Churri House, is located within a protected 19th-century residential building in the Puertochico neighbourhood, characterised by decorative mouldings and expansive woodwork and glass galleries typical of this era.
Working around the original features, ZOOCO Estudio sought to open up the unit to create a central living area with interstitial spaces housing private rooms and service areas around it.
“In the interior, the layout had hardly changed from the original, and it had the classic configuration of long corridors and communicating alcove rooms, creating a sort of labyrinth of small dark spaces,” ZOOCO Estudio principal Miguel Crespo Picot mentioned.
ZOOCO Estudio Makes Modern Interventions
Following existing structural elements comprising pillars and oak beams and joists, the new space was formed by enclosing the main central area with two interstitial spaces and a dividing wall clad in modular oak paneling.
“Pillars were chosen to give prominence and meaning to the large central space, and [beams and joists] solve the new connections between both spaces and the different heights resulting from the intervention,” said Crespo Picot.

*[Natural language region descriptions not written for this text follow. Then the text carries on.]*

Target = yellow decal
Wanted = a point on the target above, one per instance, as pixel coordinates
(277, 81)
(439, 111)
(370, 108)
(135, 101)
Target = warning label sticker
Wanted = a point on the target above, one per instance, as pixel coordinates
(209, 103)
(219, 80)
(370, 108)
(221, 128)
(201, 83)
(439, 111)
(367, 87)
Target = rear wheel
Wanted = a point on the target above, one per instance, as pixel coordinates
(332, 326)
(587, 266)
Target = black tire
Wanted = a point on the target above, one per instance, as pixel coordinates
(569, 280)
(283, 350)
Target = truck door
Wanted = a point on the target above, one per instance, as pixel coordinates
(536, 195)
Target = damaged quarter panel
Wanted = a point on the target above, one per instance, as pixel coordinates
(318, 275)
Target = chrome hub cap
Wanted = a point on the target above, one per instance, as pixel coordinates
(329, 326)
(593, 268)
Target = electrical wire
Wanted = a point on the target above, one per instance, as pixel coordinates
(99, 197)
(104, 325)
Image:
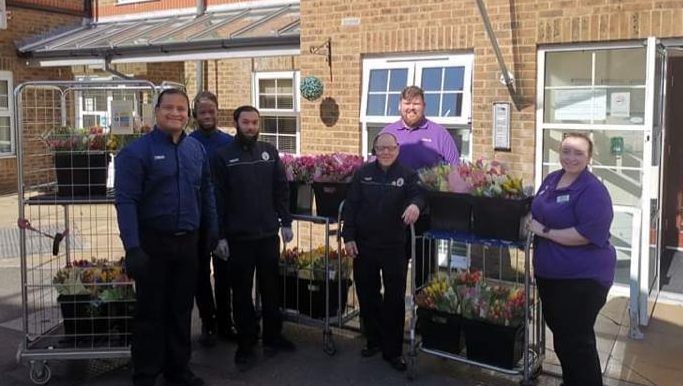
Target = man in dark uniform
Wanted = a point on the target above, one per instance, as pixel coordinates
(163, 194)
(384, 197)
(253, 202)
(216, 316)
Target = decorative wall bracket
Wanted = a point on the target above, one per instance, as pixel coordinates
(324, 49)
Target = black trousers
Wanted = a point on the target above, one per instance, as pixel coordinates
(260, 256)
(383, 315)
(218, 312)
(163, 314)
(425, 263)
(570, 308)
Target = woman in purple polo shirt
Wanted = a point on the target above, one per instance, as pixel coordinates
(574, 261)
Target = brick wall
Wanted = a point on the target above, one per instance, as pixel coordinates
(21, 23)
(403, 26)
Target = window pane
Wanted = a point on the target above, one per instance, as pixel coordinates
(284, 86)
(378, 80)
(287, 125)
(624, 67)
(267, 86)
(267, 102)
(432, 105)
(399, 80)
(4, 94)
(393, 104)
(451, 105)
(568, 68)
(285, 102)
(431, 79)
(5, 135)
(376, 104)
(454, 78)
(269, 125)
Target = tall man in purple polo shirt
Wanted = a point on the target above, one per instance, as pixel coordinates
(423, 144)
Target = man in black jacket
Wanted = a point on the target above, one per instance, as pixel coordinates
(252, 201)
(383, 199)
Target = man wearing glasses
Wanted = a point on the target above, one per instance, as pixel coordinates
(383, 199)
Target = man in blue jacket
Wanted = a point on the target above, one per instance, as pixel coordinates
(164, 194)
(252, 197)
(216, 316)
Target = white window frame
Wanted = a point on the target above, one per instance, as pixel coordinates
(8, 111)
(415, 64)
(268, 112)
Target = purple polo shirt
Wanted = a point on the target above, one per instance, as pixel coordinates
(427, 145)
(586, 206)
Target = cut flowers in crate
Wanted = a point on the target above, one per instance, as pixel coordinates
(480, 178)
(335, 167)
(468, 294)
(70, 139)
(100, 278)
(311, 264)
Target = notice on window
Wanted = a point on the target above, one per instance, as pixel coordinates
(580, 105)
(620, 104)
(147, 115)
(122, 117)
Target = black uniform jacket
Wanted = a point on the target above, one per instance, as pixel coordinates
(251, 191)
(375, 203)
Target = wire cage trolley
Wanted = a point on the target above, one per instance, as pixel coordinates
(316, 284)
(512, 350)
(77, 302)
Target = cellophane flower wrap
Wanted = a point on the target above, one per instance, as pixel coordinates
(102, 279)
(468, 294)
(479, 178)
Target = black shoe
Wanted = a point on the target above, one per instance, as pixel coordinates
(397, 363)
(228, 334)
(279, 343)
(186, 379)
(244, 357)
(208, 337)
(369, 351)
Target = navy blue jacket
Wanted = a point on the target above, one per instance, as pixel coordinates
(251, 191)
(212, 140)
(375, 202)
(163, 187)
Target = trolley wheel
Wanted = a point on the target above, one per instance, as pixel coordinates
(328, 343)
(412, 366)
(40, 372)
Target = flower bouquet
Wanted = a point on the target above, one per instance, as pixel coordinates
(304, 277)
(477, 197)
(81, 162)
(96, 297)
(332, 175)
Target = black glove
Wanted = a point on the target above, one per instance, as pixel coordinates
(136, 262)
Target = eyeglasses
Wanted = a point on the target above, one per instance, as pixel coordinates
(386, 148)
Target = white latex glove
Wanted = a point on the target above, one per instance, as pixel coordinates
(411, 214)
(287, 234)
(222, 250)
(351, 248)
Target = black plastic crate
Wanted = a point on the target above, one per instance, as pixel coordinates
(499, 218)
(439, 330)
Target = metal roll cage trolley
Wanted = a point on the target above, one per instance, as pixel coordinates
(90, 317)
(533, 346)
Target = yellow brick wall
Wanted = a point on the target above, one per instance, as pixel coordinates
(430, 26)
(20, 24)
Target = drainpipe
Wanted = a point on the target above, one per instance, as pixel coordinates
(507, 78)
(199, 64)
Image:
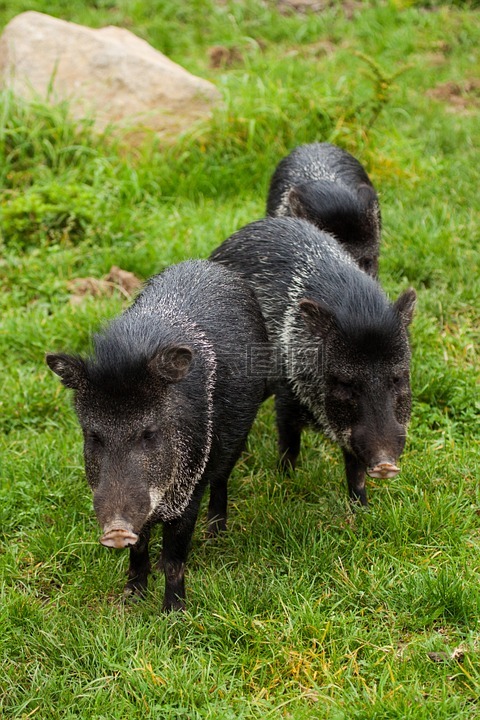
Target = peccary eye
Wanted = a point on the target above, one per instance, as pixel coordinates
(344, 389)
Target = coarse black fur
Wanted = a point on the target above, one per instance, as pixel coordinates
(328, 187)
(341, 348)
(165, 402)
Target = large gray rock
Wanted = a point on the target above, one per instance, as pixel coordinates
(109, 74)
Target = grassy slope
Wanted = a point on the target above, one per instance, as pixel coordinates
(299, 610)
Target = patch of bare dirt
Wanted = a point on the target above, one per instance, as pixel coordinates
(310, 6)
(460, 97)
(116, 280)
(223, 57)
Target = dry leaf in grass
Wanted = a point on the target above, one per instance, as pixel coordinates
(116, 279)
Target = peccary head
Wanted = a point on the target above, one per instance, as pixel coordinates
(351, 215)
(137, 426)
(361, 393)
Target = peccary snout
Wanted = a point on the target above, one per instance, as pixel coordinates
(118, 534)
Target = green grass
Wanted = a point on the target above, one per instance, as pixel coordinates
(300, 610)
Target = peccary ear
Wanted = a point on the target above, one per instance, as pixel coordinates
(172, 363)
(405, 305)
(366, 195)
(69, 368)
(317, 317)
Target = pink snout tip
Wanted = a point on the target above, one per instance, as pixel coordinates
(119, 538)
(383, 470)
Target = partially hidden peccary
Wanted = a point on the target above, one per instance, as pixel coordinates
(165, 404)
(328, 187)
(341, 349)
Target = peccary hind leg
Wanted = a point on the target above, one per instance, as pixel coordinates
(139, 567)
(355, 471)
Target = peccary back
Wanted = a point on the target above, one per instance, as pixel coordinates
(165, 403)
(341, 349)
(328, 187)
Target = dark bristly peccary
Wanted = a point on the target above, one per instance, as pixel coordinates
(341, 349)
(165, 403)
(328, 187)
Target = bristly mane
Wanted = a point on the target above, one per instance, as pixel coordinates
(122, 351)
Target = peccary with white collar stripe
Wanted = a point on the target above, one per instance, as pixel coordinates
(328, 187)
(340, 346)
(165, 404)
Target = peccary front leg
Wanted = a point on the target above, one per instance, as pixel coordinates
(355, 471)
(139, 567)
(290, 422)
(177, 537)
(217, 506)
(218, 481)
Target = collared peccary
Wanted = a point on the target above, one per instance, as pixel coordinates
(342, 349)
(328, 187)
(165, 404)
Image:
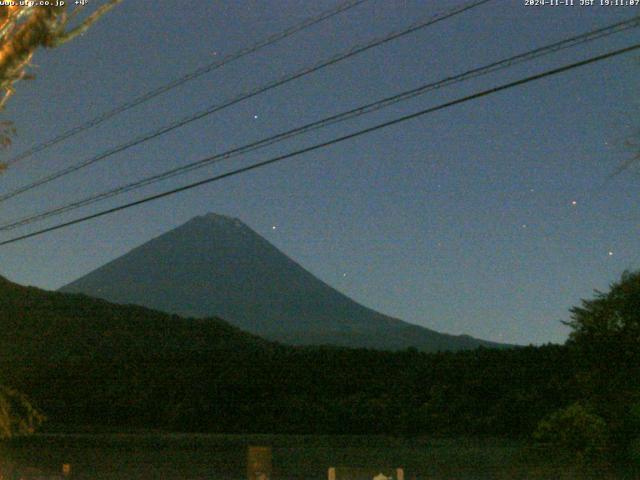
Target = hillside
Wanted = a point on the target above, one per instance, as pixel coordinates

Planned around the apartment’s southerly orientation, the two spaces house service areas like toilets, kitchen and a laundry room, as well as the private bedrooms.
To integrate the interventions with the existing architecture, ZOOCO Estudio referenced the original use of timber for the apartment’s exterior shell with oak paneling for the internal dividing element, giving the new and old spaces a tonal distinction.
The surrounding walls were finished with neutral white surfaces contrasting the wooden walls, which integrated doorways and concealed storage spaces.
“The two new spaces are given a continuous and modular oak wood paneling, with different doors and storage spaces completely integrated and concealed,” said Crespo Picot.
“The remaining elements of the apartment are finished with white, smooth surfaces to focus attention on the wooden paneling,” he continued.
Neutral materials were also chosen for the interior finishes found in the kitchen and bathrooms, maintaining focus on the wooden paneling.
This included pale grey kitchen units that were only slightly darker than the white walls and tiles with contrasting monochrome checkered flooring in the bathroom.
Putting the old and new forms next to each other with a contemporary flair, ZOOCO Estudio’s design looks to encourage a harmonious and respectful relationship between the traditional and the contemporary.
“We have valued the opportunity that the spaces and materials of the past offer for a unique and contemporary language,” said Crespo Picot.
“We defend a radical respect for traditional architecture and its materials as a unique opportunity to work with them. It is an exercise purely of integration, of maintaining this type of element and updating them in a contemporary way.”